En première instance, le Tribunal administratif de Montreuil, saisi lui aussi d’un « déféré laïcité » par le Préfet de la Seine-Saint-Denis, avait suspendu l’exécution des décisions du Maire de La Courneuve, d’une part, d’apposer sur le fronton de l’hôtel de ville une banderole aux couleurs du drapeau palestinien et sur laquelle figurait l’inscription « Gaza stop au génocide » et, d’autre part, de distribuer des fanions portant le même motif, et lui avait enjoint de retirer ladite banderole et de faire cesser la distribution de fanions (TA Montreuil, ord., 2 juillet 2025 n° 2511099).

Saisi en appel par la Commune, le Conseil d’État a relevé que, en dépit de l’objectif humanitaire invoqué, il résultait du recours aux couleurs du drapeau palestinien, du message inscrit sur la banderole et les fanions ainsi que des propos du maire, sur les réseaux sociaux, pour expliquer cette démarche, que la Commune avait entendu exprimer une prise de position de nature politique au sujet d’un conflit en cours. Il a, par conséquent, rejeté l’appel de la Commune.

 

Depuis cette ordonnance du Conseil d’État, il est cependant utile de noter que le contexte international et national a évolué.
Plus particulièrement, le 24 juillet dernier, le président de la République, Emmanuel Macron, a annoncé la volonté de la France de reconnaître l’État de Palestine en septembre 2025 à l’ONU.
Au cours des dernières semaines, il a également condamné fermement les agissements du gouvernement israélien, encore davantage depuis la reconnaissance par les autorités internationales de l’état de famine à Gaza.
Dans ces conditions, certaines collectivités territoriales ont fait le choix de maintenir ou d’apposer de nouvelles banderoles de soutien aux Palestiniens de Gaza, en considération notamment de ces évolutions.
Les juges des référés des juridictions administratives continuent, par conséquent, d’être saisis et devront à nouveau se prononcer sur ce sujet sensible, pour lequel l’exigence de prise en compte du contexte diplomatique empêche toute application mécanique ou figée de la jurisprudence existante.
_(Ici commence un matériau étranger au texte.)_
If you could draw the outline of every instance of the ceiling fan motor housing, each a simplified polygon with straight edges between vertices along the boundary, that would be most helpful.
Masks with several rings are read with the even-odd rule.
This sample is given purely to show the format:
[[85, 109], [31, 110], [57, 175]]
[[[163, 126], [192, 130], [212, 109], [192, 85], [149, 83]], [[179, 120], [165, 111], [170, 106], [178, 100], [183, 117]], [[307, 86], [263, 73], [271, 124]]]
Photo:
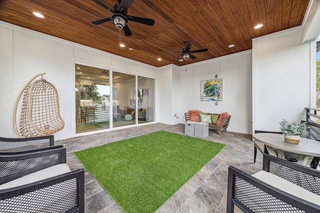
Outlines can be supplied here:
[[184, 54], [184, 55], [182, 55], [182, 57], [184, 57], [184, 60], [186, 61], [189, 59], [189, 57], [190, 57], [190, 55], [189, 55], [188, 53]]
[[120, 13], [115, 13], [112, 16], [114, 23], [118, 29], [122, 29], [126, 25], [128, 21], [126, 17]]

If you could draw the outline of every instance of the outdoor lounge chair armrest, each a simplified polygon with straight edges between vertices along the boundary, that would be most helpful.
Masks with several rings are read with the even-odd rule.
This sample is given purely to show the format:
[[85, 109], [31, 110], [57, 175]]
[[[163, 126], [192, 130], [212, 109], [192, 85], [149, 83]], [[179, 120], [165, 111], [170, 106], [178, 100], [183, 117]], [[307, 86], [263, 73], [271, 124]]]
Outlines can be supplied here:
[[17, 161], [26, 159], [30, 159], [32, 161], [32, 159], [40, 157], [60, 154], [61, 157], [60, 158], [62, 162], [61, 163], [64, 163], [66, 159], [66, 148], [63, 147], [46, 150], [36, 150], [34, 152], [22, 152], [21, 153], [17, 152], [14, 154], [10, 153], [9, 155], [0, 155], [0, 162]]
[[[272, 166], [272, 164], [273, 166]], [[278, 169], [279, 168], [280, 168], [281, 169]], [[264, 154], [262, 170], [272, 173], [290, 182], [292, 182], [292, 179], [291, 178], [293, 173], [296, 175], [309, 176], [312, 179], [314, 179], [314, 178], [320, 178], [320, 171], [319, 170], [306, 167], [266, 154]], [[290, 172], [290, 174], [288, 173], [288, 171]], [[294, 183], [298, 185], [298, 183]], [[306, 189], [303, 186], [300, 186]], [[320, 186], [318, 187], [319, 188], [318, 195], [320, 195]], [[306, 189], [308, 190], [308, 189]]]
[[0, 151], [16, 152], [54, 146], [53, 135], [30, 138], [0, 137]]
[[[53, 207], [56, 211], [54, 207], [58, 206], [65, 212], [84, 213], [84, 171], [80, 169], [36, 182], [1, 190], [0, 212], [4, 212], [4, 209], [10, 209], [12, 212], [23, 210], [24, 212], [29, 212], [30, 207], [35, 208], [32, 209], [32, 212], [42, 212], [44, 209], [46, 212], [57, 212], [50, 208]], [[36, 191], [36, 194], [32, 193]], [[46, 207], [48, 203], [51, 204]]]
[[16, 155], [0, 155], [0, 184], [66, 161], [65, 148]]
[[[240, 182], [241, 183], [236, 187], [237, 183], [240, 183]], [[320, 206], [278, 190], [232, 166], [229, 167], [228, 183], [227, 213], [234, 212], [234, 205], [244, 213], [255, 212], [252, 210], [250, 210], [250, 205], [252, 205], [251, 206], [252, 208], [257, 208], [258, 206], [260, 208], [260, 210], [264, 210], [262, 203], [264, 202], [266, 204], [265, 208], [266, 208], [270, 203], [276, 202], [274, 198], [270, 198], [270, 203], [269, 203], [266, 200], [270, 196], [278, 199], [278, 202], [284, 202], [281, 205], [284, 207], [284, 213], [286, 212], [286, 208], [289, 207], [289, 205], [304, 211], [306, 212], [320, 211]], [[248, 190], [248, 196], [246, 197], [247, 195], [242, 193], [240, 196], [237, 197], [236, 191], [241, 190], [240, 187], [246, 187], [246, 186], [248, 188], [246, 190]], [[257, 195], [252, 196], [252, 195]], [[256, 205], [255, 202], [258, 202], [262, 197], [264, 197], [264, 201]], [[278, 210], [277, 212], [281, 212], [281, 211]]]
[[38, 149], [32, 149], [30, 150], [26, 150], [20, 152], [1, 152], [0, 151], [0, 155], [18, 155], [26, 153], [32, 153], [36, 152], [42, 152], [46, 150], [53, 150], [58, 148], [63, 148], [64, 145], [54, 145], [50, 147], [45, 147], [40, 148]]

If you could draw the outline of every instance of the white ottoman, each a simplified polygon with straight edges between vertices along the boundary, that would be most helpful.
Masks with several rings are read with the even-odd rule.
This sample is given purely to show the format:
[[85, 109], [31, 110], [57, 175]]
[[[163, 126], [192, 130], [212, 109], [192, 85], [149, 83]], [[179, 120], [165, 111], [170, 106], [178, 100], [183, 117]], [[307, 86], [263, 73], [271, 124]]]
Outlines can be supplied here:
[[206, 138], [209, 135], [209, 124], [196, 122], [194, 124], [194, 136]]
[[184, 134], [194, 135], [194, 124], [196, 123], [194, 121], [186, 122], [184, 124]]

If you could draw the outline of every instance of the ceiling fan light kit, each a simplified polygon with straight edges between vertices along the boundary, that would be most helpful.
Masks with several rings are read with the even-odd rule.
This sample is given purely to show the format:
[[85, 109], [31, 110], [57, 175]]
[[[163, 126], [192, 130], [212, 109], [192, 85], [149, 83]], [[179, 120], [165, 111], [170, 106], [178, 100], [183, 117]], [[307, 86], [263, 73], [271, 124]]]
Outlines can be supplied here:
[[116, 28], [120, 29], [124, 28], [124, 27], [126, 26], [126, 21], [124, 19], [124, 18], [120, 16], [116, 16], [114, 18], [114, 25], [116, 25]]

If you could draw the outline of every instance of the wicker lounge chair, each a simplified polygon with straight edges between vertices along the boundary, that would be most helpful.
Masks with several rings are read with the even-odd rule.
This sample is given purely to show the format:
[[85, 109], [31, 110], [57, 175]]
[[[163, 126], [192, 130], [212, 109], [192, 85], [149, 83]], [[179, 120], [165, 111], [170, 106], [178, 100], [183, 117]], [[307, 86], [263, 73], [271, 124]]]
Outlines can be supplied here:
[[264, 155], [262, 171], [229, 167], [227, 213], [320, 212], [320, 171]]
[[0, 154], [0, 212], [83, 213], [84, 172], [63, 146]]

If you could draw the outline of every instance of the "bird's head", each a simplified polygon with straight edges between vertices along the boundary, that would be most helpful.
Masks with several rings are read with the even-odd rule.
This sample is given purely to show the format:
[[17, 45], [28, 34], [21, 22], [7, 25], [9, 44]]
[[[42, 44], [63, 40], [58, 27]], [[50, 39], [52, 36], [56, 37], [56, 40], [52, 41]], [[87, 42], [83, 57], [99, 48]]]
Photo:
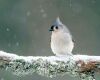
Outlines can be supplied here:
[[59, 17], [57, 17], [56, 21], [51, 25], [51, 28], [49, 31], [52, 31], [52, 32], [65, 31], [69, 33], [68, 28], [60, 21]]

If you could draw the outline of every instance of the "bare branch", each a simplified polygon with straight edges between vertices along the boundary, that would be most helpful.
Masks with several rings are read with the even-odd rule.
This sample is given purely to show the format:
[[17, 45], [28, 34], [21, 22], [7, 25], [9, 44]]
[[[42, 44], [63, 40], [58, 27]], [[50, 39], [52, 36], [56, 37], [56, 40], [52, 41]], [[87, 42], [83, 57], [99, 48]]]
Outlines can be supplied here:
[[52, 78], [70, 73], [79, 76], [81, 80], [95, 80], [94, 73], [100, 71], [100, 56], [24, 57], [0, 51], [0, 69], [18, 76], [35, 72]]

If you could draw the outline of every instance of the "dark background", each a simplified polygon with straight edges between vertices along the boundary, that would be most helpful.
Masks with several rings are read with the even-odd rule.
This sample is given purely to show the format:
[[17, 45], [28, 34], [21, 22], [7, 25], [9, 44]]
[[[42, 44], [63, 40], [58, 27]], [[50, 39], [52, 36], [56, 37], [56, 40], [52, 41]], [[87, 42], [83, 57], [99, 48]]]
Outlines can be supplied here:
[[[100, 55], [100, 0], [0, 0], [0, 50], [22, 56], [53, 55], [48, 30], [58, 16], [76, 41], [74, 54]], [[0, 80], [20, 79], [79, 78], [66, 74], [50, 79], [35, 73], [19, 78], [0, 71]]]

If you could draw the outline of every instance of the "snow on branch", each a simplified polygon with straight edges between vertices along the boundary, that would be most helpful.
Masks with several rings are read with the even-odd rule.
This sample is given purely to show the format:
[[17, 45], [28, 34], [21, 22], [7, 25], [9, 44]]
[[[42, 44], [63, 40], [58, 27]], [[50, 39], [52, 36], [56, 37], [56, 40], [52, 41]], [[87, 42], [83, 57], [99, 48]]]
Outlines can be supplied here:
[[37, 73], [56, 77], [67, 73], [79, 76], [81, 80], [95, 80], [94, 73], [100, 71], [100, 56], [18, 56], [0, 51], [0, 69], [18, 76]]

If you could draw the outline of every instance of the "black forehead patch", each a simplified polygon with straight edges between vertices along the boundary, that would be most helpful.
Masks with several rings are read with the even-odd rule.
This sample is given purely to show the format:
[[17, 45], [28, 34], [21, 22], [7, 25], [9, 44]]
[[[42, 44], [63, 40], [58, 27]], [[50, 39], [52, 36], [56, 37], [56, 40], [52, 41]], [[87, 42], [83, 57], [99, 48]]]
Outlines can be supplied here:
[[52, 30], [54, 29], [54, 25], [51, 26], [51, 29], [52, 29]]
La lutte contre les violences routières : adoption par le Senat de la proposition de loi créant l’« homicide routier » et les « blessures routières ».

Le 1er juillet 2025, le Sénat a adopté la proposition de loi créant un nouveau chapitre dans le Titre 2 du Code pénal intitulé « homicide et blessures routiers » contenant d’une part, l’ « homicide routier », et d’autre part, les « blessures routières » avec une distinction entre les blessures ayant entraîné une incapacité totale de travail (ITT) de moins de trois mois, et celles ayant entraîné une ITT de plus de trois mois.

En 2024, le bilan de la sécurité routière faisait état de près de 3.500 décès sur les routes[1]. Les victimes d’accidents s’indignaient que les blessures et les homicides soient qualifiés d’« involontaires » alors que, selon eux, un accident routier résulte nécessairement d’un comportement délibérément dangereux du conducteur.

Le 17 juillet 2023, le Comité interministériel de la sécurité routière (CISR) avait déjà proposé, dans sa mesure 10, la création d’un « homicide routier » avec pour objectif de « renforcer la valeur symbolique de l’infraction d’homicide dit involontaire commis à l’occasion de la conduite d’un véhicule terrestre à moteur et permettre une meilleure acceptation sociale d’une telle qualification »[2]. Les auteurs de la proposition considéraient que la qualification « involontaire » d’un accident routier était inadaptée.

C’est dans ce contexte que la proposition de loi créé un nouveau chapitre intitulé « homicide et blessures routiers ».

Premièrement, pour l’homicide routier, la proposition de loi garde la définition de l’« homicide involontaire » prévue au premier alinéa de l’article 221-6-1 du Code pénal, supprime les alinéas suivants, et crée un « homicide routier » autonome qui se caractérise lorsque l’homicide involontaire s’accompagne de circonstances aggravantes traduisant une conduite délibérément à risque (état d’ivresse, conduite sans permis…).

Les circonstances aggravantes de cette nouvelle infraction sont au nombre de dix avec des ajouts de la proposition de loi comme l’usage du téléphone tenu en main, ou encore l’excès de vitesse supérieur ou égal à 30 km/h.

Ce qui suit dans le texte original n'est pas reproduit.